Cheryl Zondi bucked the trend of rape accusers staying anonymous in South Africa. African News Agency (ANA)
Under harsh, degrading, cross examination, Zondi, a 22-year old university student, courageously faced her alleged abuser and his jeering congregants to tell her story of alleged sexual assault that started when she was 14. In coming forward to testify in open court – despite death threats and attempts to silence her – she was not just another faceless victim of sexual violence.
There are many such faceless victims. According to the Crime against Women in South Africa 2018 report, there has been a 53% increase in sexual offences against women in a short period – from 31 665 in 2015/16 to 70 813 in 2016/17. And the real numbers are probably higher; as is the case across the globe, many incidents of sexual assault go unreported. So the statistics don’t paint a full picture.

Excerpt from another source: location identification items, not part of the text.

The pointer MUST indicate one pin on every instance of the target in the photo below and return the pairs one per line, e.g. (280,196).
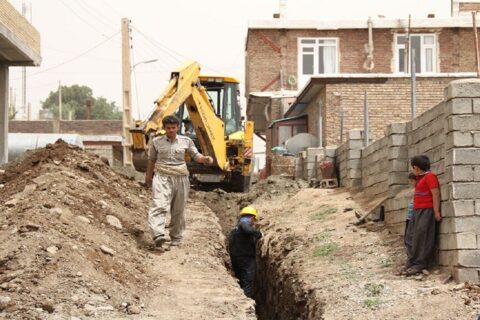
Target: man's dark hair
(170,120)
(422,162)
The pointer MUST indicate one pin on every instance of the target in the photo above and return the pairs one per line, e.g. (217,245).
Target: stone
(11,203)
(6,303)
(83,219)
(52,250)
(133,310)
(114,221)
(103,204)
(107,250)
(459,106)
(463,88)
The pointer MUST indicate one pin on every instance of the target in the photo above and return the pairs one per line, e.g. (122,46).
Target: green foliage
(374,289)
(324,212)
(325,249)
(372,303)
(74,99)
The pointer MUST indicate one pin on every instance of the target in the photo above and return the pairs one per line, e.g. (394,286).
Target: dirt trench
(279,292)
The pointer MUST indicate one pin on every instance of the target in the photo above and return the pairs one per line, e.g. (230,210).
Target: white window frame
(433,46)
(315,55)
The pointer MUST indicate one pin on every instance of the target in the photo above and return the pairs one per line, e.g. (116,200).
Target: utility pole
(59,100)
(24,71)
(127,93)
(475,34)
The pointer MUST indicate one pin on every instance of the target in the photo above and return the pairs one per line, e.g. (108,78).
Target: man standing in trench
(167,173)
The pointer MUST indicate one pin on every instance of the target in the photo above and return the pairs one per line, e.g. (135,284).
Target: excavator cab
(209,108)
(224,96)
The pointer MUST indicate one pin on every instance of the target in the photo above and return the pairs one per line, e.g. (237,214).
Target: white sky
(210,31)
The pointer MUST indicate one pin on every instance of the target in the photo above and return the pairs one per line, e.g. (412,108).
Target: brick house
(332,63)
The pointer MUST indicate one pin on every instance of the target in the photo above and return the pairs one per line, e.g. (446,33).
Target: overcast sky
(210,31)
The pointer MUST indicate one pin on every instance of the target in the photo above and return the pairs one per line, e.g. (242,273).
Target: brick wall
(83,127)
(270,50)
(388,102)
(19,26)
(449,135)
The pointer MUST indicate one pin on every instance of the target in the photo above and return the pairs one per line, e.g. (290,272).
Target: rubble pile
(73,237)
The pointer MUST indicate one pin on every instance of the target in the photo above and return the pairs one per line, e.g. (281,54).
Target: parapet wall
(449,134)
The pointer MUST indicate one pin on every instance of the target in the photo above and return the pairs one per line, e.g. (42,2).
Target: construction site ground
(75,245)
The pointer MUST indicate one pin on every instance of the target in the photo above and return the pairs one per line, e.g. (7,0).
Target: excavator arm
(185,87)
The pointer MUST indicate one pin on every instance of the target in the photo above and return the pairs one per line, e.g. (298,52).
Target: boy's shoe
(159,241)
(413,271)
(173,244)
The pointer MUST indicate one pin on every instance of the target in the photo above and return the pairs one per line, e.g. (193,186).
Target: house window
(317,56)
(425,46)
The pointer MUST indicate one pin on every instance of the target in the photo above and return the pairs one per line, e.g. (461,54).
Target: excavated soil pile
(67,227)
(75,246)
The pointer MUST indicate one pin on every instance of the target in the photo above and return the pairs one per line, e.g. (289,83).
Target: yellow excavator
(210,114)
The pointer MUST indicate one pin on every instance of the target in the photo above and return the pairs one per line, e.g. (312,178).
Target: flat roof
(377,23)
(19,40)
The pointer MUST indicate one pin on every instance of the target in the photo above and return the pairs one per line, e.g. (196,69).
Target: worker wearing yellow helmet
(242,247)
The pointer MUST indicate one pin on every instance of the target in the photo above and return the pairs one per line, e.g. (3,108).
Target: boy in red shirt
(426,203)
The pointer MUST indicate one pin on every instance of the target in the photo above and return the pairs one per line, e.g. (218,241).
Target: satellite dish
(292,80)
(300,142)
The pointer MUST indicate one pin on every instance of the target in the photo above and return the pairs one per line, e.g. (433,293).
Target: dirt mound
(72,233)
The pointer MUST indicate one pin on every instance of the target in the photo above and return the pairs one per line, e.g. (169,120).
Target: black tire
(239,183)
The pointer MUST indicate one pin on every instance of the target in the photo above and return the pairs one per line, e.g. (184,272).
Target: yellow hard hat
(249,211)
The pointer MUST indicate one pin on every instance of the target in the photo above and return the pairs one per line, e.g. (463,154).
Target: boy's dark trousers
(422,231)
(244,268)
(408,238)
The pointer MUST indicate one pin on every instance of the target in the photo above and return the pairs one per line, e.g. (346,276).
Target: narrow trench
(275,293)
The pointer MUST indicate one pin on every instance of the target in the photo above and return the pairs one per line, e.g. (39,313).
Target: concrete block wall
(460,227)
(449,134)
(374,167)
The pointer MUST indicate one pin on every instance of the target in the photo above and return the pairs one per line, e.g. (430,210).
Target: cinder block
(466,224)
(460,173)
(464,88)
(355,164)
(459,106)
(397,178)
(397,127)
(458,208)
(462,156)
(355,173)
(477,207)
(465,190)
(447,242)
(476,105)
(469,258)
(466,240)
(458,139)
(447,258)
(397,140)
(355,134)
(447,226)
(355,144)
(331,151)
(354,154)
(463,122)
(315,151)
(476,139)
(465,275)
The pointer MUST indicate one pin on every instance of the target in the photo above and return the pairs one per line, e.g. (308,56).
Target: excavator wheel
(239,183)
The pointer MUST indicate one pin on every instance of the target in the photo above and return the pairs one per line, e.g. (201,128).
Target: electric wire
(82,19)
(73,58)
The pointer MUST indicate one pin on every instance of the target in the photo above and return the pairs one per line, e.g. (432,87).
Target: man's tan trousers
(170,194)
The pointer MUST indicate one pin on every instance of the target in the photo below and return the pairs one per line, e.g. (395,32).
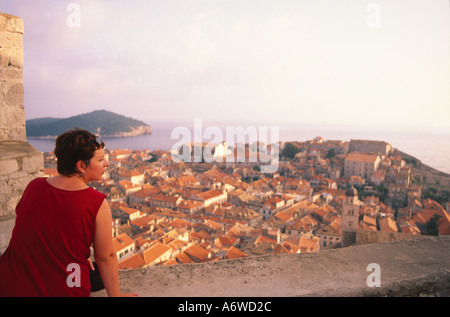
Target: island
(100,122)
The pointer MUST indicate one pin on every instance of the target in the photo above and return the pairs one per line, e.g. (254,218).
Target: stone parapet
(407,268)
(19,164)
(12,108)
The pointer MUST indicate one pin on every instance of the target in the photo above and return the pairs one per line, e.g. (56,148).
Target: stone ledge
(408,268)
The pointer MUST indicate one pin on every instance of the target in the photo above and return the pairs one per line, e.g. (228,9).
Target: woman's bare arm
(104,253)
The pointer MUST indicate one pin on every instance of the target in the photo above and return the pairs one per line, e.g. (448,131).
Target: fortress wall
(19,161)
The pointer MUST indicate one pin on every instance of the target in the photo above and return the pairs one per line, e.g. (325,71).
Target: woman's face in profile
(97,165)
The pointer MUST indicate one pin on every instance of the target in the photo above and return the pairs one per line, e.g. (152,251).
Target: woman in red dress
(57,220)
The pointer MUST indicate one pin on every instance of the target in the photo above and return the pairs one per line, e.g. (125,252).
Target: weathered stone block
(11,23)
(8,167)
(15,95)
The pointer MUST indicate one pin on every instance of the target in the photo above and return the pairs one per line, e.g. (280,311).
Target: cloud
(254,60)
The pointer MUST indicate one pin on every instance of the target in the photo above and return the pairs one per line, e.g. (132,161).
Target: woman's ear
(81,167)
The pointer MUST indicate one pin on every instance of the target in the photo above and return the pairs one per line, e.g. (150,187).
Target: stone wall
(19,161)
(407,268)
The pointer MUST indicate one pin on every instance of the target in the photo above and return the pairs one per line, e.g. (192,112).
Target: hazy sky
(315,61)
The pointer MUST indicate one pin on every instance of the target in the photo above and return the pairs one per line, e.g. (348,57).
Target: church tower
(350,217)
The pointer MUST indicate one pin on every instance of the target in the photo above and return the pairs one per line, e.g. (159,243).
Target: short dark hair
(72,146)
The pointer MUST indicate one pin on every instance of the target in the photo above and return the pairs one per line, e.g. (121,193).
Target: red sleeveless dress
(50,244)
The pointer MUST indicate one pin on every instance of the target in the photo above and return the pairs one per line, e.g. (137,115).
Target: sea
(432,147)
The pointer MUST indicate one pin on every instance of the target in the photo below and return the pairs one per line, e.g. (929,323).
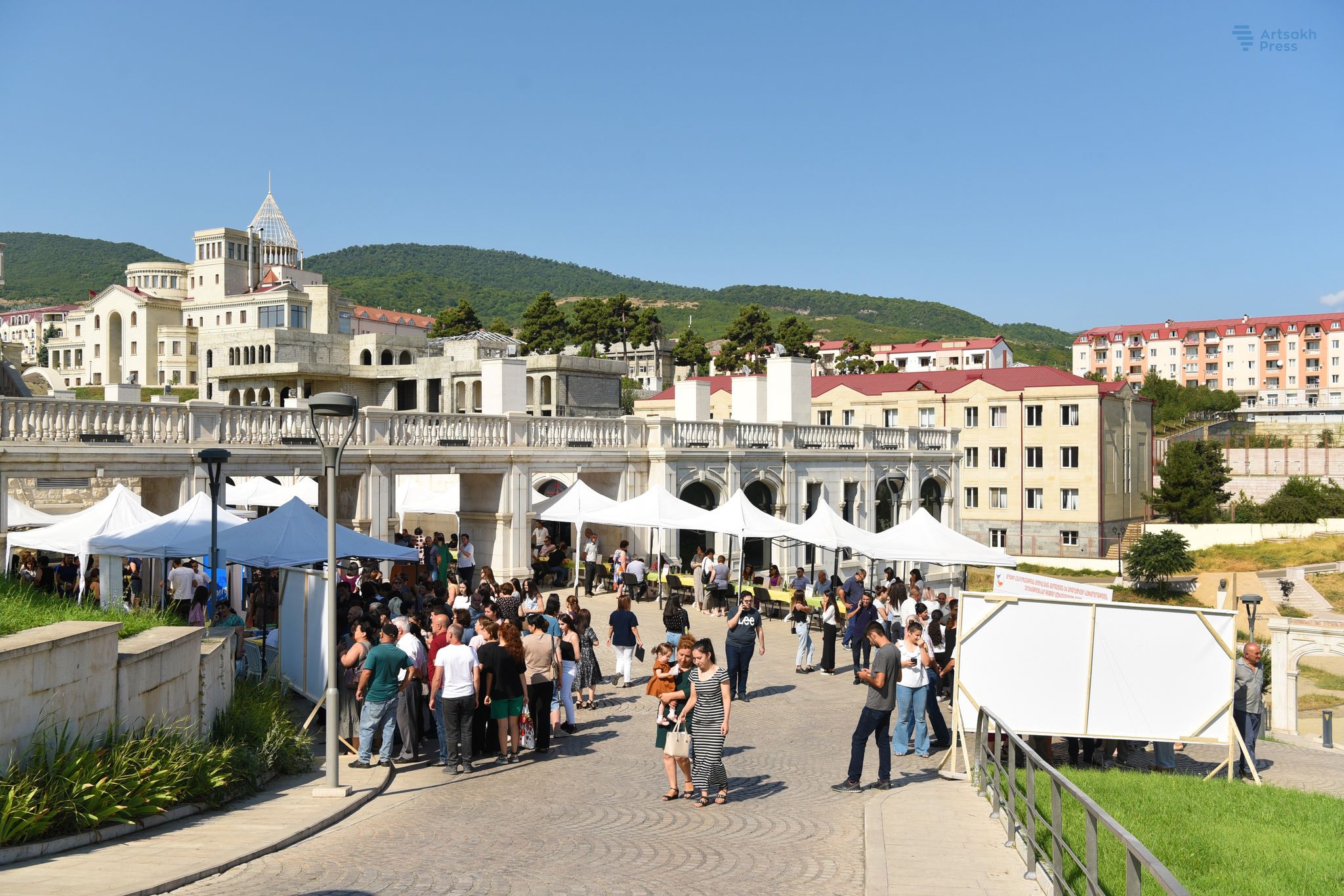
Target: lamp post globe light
(214,461)
(332,405)
(1251,602)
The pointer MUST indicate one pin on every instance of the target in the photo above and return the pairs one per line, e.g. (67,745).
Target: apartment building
(1276,365)
(1050,464)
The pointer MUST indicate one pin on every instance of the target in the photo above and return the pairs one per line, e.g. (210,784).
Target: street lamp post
(214,461)
(341,406)
(1251,602)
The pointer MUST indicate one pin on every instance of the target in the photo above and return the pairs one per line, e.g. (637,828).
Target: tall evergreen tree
(545,329)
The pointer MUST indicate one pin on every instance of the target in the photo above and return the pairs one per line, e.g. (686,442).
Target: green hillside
(54,269)
(410,277)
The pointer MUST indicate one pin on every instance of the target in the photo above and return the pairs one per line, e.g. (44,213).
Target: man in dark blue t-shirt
(744,630)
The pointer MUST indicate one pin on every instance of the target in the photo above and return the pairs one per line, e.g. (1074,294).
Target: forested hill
(52,269)
(500,284)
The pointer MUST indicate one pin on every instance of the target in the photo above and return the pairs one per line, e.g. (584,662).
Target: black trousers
(828,647)
(539,704)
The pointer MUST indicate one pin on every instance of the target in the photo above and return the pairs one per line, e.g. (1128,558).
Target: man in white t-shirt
(182,582)
(457,682)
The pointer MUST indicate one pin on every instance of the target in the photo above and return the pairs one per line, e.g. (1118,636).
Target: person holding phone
(745,632)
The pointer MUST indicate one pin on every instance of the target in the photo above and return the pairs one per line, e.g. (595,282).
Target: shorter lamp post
(214,461)
(1251,603)
(341,406)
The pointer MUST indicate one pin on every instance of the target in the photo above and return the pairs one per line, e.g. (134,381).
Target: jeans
(940,725)
(912,704)
(740,661)
(804,657)
(541,708)
(624,661)
(568,670)
(373,719)
(873,723)
(457,714)
(1249,724)
(866,647)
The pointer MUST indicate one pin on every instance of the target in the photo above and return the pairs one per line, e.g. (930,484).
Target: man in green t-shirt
(378,688)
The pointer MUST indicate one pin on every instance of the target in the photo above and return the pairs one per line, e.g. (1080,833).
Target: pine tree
(456,320)
(545,329)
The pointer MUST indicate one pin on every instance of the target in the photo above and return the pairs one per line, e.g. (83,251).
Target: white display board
(303,651)
(1120,670)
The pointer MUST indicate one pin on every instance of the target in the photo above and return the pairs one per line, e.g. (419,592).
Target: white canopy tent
(295,535)
(19,515)
(119,511)
(925,539)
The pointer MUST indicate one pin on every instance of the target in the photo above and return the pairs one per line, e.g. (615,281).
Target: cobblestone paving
(589,820)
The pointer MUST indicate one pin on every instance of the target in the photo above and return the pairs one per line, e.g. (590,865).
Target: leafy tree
(691,351)
(856,357)
(591,325)
(749,340)
(1194,476)
(456,320)
(624,316)
(650,331)
(1156,556)
(795,333)
(545,329)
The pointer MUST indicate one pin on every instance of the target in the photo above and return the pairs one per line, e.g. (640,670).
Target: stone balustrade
(55,419)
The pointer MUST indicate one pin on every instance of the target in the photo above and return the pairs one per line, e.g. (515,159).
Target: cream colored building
(1051,464)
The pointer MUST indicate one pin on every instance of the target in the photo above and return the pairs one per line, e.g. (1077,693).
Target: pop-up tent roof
(73,535)
(827,529)
(295,535)
(19,515)
(656,508)
(182,534)
(574,506)
(924,539)
(741,519)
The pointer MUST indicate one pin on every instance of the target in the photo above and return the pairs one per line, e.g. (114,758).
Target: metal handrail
(1137,857)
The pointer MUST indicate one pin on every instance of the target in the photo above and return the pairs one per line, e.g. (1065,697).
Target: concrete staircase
(1132,534)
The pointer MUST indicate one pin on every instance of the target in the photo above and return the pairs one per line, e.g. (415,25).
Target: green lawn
(23,607)
(1210,834)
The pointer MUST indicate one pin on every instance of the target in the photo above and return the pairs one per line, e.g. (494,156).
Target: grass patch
(1268,555)
(1203,832)
(68,783)
(24,607)
(1331,584)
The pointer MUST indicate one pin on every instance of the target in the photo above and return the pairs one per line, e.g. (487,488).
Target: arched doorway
(931,497)
(757,551)
(559,531)
(889,502)
(115,347)
(688,540)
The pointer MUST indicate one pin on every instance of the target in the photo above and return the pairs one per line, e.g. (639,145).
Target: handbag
(678,742)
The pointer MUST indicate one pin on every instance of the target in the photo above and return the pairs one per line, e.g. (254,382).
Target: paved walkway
(971,856)
(184,851)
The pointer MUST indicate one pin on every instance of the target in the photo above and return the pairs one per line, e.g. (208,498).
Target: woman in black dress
(711,703)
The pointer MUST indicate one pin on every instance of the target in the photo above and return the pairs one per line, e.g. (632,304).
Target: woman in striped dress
(711,703)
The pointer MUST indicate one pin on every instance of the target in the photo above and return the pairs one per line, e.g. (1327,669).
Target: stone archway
(1291,641)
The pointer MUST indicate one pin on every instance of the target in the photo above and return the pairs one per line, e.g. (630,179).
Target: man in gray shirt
(1249,702)
(875,719)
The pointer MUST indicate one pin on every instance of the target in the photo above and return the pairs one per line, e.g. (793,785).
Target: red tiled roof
(405,319)
(1010,379)
(1221,327)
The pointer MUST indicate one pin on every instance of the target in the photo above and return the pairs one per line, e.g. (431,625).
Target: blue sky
(1066,163)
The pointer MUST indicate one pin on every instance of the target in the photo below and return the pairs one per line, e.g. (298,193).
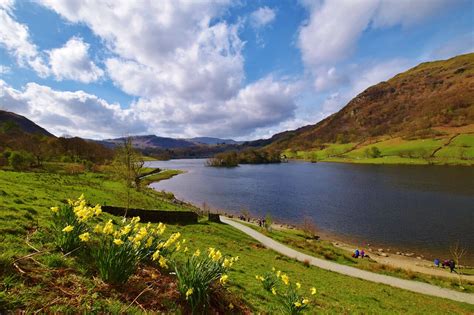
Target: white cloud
(261,104)
(262,17)
(4,69)
(184,64)
(334,27)
(15,38)
(72,62)
(77,113)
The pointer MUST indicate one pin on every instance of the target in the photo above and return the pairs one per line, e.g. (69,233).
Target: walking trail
(414,286)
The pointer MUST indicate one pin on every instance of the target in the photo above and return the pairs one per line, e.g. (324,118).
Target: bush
(287,293)
(120,249)
(69,222)
(198,274)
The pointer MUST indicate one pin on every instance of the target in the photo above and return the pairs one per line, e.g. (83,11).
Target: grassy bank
(324,249)
(457,149)
(52,282)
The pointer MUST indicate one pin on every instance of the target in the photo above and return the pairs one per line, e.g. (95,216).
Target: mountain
(411,105)
(152,141)
(212,141)
(12,120)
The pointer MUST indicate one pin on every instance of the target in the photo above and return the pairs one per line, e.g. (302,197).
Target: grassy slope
(296,239)
(26,197)
(459,151)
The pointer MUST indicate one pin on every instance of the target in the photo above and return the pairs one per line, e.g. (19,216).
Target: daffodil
(68,229)
(84,237)
(98,228)
(163,262)
(149,242)
(223,279)
(118,241)
(189,293)
(108,228)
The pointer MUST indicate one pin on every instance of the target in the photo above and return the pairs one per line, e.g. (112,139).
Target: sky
(230,69)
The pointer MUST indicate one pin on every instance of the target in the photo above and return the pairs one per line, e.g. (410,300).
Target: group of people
(358,253)
(446,263)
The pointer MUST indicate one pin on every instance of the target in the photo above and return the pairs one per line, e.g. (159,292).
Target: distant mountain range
(12,120)
(155,142)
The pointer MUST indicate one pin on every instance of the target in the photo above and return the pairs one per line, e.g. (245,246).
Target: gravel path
(409,285)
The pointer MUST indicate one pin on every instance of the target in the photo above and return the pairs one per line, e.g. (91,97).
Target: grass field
(460,151)
(297,240)
(57,283)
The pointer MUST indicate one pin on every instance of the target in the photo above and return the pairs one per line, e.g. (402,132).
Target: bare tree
(128,166)
(458,252)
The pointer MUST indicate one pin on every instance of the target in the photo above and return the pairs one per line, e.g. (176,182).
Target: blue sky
(244,69)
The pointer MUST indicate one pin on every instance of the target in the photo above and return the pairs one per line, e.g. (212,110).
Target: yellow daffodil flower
(68,228)
(189,293)
(223,279)
(84,237)
(118,241)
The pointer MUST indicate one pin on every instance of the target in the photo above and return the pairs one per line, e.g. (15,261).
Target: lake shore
(356,240)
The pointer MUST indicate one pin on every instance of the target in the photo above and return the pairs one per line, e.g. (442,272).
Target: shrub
(287,293)
(120,249)
(197,275)
(69,222)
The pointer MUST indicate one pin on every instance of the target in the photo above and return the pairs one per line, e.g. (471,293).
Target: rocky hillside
(9,120)
(410,105)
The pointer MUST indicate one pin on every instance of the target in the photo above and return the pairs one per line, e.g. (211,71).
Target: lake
(425,209)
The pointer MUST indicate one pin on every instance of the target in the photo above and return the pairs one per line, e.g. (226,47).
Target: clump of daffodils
(290,294)
(199,274)
(70,223)
(122,247)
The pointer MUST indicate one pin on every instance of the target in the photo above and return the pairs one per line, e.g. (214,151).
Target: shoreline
(384,251)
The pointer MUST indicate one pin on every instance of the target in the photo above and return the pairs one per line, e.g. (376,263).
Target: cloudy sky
(240,69)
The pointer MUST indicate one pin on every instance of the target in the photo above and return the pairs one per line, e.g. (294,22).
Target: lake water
(420,208)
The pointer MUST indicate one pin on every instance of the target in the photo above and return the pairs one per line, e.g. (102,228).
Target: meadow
(35,276)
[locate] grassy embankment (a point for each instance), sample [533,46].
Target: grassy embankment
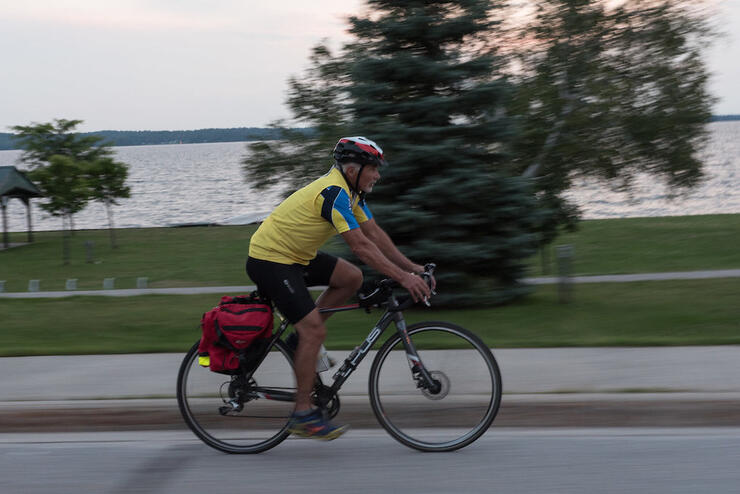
[645,313]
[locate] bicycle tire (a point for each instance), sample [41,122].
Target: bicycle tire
[455,417]
[199,397]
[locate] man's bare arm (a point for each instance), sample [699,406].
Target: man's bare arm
[370,254]
[381,239]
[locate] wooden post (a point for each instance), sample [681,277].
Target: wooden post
[28,219]
[6,237]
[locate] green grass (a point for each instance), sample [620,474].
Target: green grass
[169,257]
[649,313]
[697,312]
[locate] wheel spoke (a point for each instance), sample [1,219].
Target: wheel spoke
[256,423]
[436,420]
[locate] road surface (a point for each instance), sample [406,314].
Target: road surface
[504,460]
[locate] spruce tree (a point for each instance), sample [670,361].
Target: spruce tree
[425,88]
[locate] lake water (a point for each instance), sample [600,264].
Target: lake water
[203,183]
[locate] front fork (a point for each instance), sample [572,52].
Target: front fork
[419,373]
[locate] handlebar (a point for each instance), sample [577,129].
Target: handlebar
[382,291]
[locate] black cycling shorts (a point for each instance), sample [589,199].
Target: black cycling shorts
[286,284]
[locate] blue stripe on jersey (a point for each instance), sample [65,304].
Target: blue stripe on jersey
[365,209]
[336,199]
[330,195]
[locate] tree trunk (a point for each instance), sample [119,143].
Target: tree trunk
[111,228]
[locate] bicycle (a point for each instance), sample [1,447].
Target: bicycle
[446,402]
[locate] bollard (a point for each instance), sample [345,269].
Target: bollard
[89,254]
[565,284]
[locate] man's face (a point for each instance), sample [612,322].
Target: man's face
[370,175]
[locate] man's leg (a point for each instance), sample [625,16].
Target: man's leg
[312,334]
[345,280]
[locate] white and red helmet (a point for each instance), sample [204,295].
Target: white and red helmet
[360,150]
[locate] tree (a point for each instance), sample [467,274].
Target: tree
[42,141]
[65,190]
[106,180]
[412,83]
[609,93]
[427,87]
[71,170]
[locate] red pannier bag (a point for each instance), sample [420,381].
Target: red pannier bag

Based on the available data, the number of women raped in South Africa is 138 for 100 000 women. These numbers are among the highest in the world.
So, why don’t girls and women come forward to tell their stories of sexual assault? Research shows that the reasons are complex and influenced by a web of inter-related, social-psychological factors. These include feelings of shame and humiliation, self-blame, fear and even denial. These are influenced by the prevailing patriarchal and cultural norms of societies and communities that suppress, silence and shame these girls and women.
In a highly gender unequal and patriarchal country like South Africa, violent and entrenched masculinities legitimise men’s power over women. This exacerbates sexual violence. Naturally, women have severe anxieties about the repercussions and backlash if they speak out.
Another factor is that South Africa’s intractable history of political and gender-based violence has resulted in deep distrust of the justice system. According to Statistics SA, satisfaction in the police and the courts has continued to fall since 2013/14.
But there are indications that the tide is turning in South Africa: not only in the way women are coming forward but how people rallied around Cheryl Zondi.
The tide is turning
Zondi’s courage garnered the respect and overwhelming support of ordinary South Africans, the government, civil society and women’s groups. The Minister for Women in the Presidency supported her during the trial, as did the Women’s League of the governing African National Congress (ANC), among others.
Contrast this with another high profile sexual assault trial in 2006, which took a very different turn. A young woman named Fezekile Ntsukela Kuzwayo, then known only as Khwezi accused ANC deputy president Jacob Zuma of rape.
She was vilified, marginalised and threatened by Zuma’s supporters and the ANC Women’s League turned their back on her. She was denigrated and slut-shamed by the patriarchal court system, shunned, and fled the country after the trial. Zuma was acquitted and went on to become the country’s president.
A great deal has changed in the ensuing 12 years.
Women at the country’s universities have been at the forefront of speaking out about a culture of rape on campuses, “naming and shaming” the perpetrators. This has gained momentum in the wake of the #FeesMustFall mass student movement that swept the country in 2015, demanding deep change at universities.
Survivors of campus rape want to tell their stories on their own terms. One such event was the Rape Textile, which used performance art, monologues, dance and poetry to narrate the trauma of a violent campus rape of two Nelson Mandela University students.
Higher Education and Training Minister, Naledi Pandor recently informed Parliament that 47 students had been raped on campuses in 2017 and named the institutions involved. There is an urgent need for universities to discuss the ways in which to address sexual assault and rape on campuses.
Fighting gender-based violence
Strategies to fight gender-based violence must educate society about why and in what ways sexual violence affects everyone. Men’s voices are critical in the fight and, here, role models are especially important. South African campaigns should also look at holding the public accountable for preventing gender-based violence.
Technology is a game changer in fighting gender-based violence in the 21st century – think of the powerful #MetToo and #WhyIDidn’tReport and other social media campaigns. But technologies like safety apps and global hashtags that include shared text messages, pictures and videos in private groups must be made more accessible to all South African women.
The availability of economical, lightweight mobile technologies could empower South African girls and women to share their stories and name their perpetrators. It is not only prevention but prosecution that is pivotal in getting justice for the country’s women.